XtremIO: SSD failure performance impact on XtremIO Array
Summary: SSD failure performance impact on XtremIO Array
Symptoms
Single or Multiple SSD failures in XtremIO DPG may cause performance impact on XtremIO Array. In order to understand what causes this situation, we must explain DPG Operations & DPG States:
- Main DPG Operations:
DPG Rebuild:
- When: When an SSD fails
- Why: Restore double parity protection
DPG Integration:
- When: When a technician replaces a failed SSD with a brand-new drive
- Why: Adds a new SSD into the DPG
DPG States:
- Healthy: Double parity protection
- Single Degraded: Single parity protection
- Double Degraded: No parity protection
- Failed: Data Loss
XtremIO is a Content Aware Storage (a.k.a. CAS). Therefore, all the I/O operations to the DPG are statistically random, this fact allows us to achieve the same performance regardless of the user's random or sequential workload. Another benefit is that if an SSD fails, the cluster is not required to return a page to its original location.

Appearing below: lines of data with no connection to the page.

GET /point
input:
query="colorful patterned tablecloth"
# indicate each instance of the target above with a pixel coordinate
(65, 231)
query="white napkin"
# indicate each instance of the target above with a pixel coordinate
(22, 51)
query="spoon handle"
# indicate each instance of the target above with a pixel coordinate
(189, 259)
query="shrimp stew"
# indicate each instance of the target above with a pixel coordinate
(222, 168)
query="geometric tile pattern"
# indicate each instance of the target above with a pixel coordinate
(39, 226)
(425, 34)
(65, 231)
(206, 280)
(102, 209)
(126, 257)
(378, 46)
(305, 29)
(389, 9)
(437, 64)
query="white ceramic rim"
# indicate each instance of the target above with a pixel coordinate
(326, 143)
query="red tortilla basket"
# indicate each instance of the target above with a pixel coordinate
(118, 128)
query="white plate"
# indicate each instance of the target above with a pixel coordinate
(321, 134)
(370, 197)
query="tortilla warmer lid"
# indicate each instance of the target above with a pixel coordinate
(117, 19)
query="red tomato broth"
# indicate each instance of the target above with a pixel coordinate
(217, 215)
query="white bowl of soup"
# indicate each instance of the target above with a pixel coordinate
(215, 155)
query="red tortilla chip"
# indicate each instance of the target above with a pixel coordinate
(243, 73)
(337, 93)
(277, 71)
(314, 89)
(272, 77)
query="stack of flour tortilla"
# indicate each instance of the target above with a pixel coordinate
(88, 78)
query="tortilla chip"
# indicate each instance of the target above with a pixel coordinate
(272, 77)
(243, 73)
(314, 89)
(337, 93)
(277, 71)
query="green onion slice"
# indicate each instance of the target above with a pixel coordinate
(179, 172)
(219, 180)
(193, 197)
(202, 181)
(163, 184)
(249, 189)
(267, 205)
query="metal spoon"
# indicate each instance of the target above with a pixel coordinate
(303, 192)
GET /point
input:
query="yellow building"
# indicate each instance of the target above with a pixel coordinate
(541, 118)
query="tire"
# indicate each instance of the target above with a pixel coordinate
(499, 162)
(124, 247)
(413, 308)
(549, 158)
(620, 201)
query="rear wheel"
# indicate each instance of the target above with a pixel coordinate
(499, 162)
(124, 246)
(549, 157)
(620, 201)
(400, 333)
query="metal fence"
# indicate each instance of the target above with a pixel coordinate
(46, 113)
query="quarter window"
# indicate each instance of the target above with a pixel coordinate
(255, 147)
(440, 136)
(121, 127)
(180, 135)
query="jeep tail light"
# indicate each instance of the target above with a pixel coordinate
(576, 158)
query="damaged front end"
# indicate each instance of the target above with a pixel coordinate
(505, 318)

Other arrays that are not CAS do have requirements for both sequential logical data and sequential physical data; If you do not return data to its original location, you lose the sequential I/O performance.
DPG Rebuild explained:
When an SSD is removed or fails SYM issues an automatic DPG rebuild, the DPG rebuild requires two operations to take place:
Phase 1: Recover all the lost data and write it elsewhere:
The lost pages (data + parity) are recovered to the DPG (new write flow)
The PLBM/HMD tables are updated.
Phase 2: Update the parity information of all stripes:
Moving data/parity pages requires updating all parities (across all stripes)
Both operations require updating all stripes, to save time and reduce writes. Both are performed on a single iteration.
DPG Integration explained: Adding a new SSD to the DPG requires a manual intervention.
- It requires a manual intervention of a technician (place a new SSD in the DAE slot)
- There is little/no criticality (opposed to a rebuild)
Once requested, the DPG integration process balances the parity blocks. Only parity blocks are recovered to the original SSD (to achieve an even parity distribution). This is done by Assigning, Adding & Integrating the new SSD.
Cause
Single or Multiple SSD failures in XtremIO DPG
Resolution
Based on the above information, during a DPG rebuild/integration there is some increase in cluster resource utilization, though usually there should not be a noticeable performance or latency increase. However, during a double DPG rebuild the cluster focuses nearly all of its resources to rebuilding the failed SSDs as soon as possible in order to ensure data integrity and avoid data loss. This is expected by design, and performance should go back to normal performance after completion of all operations.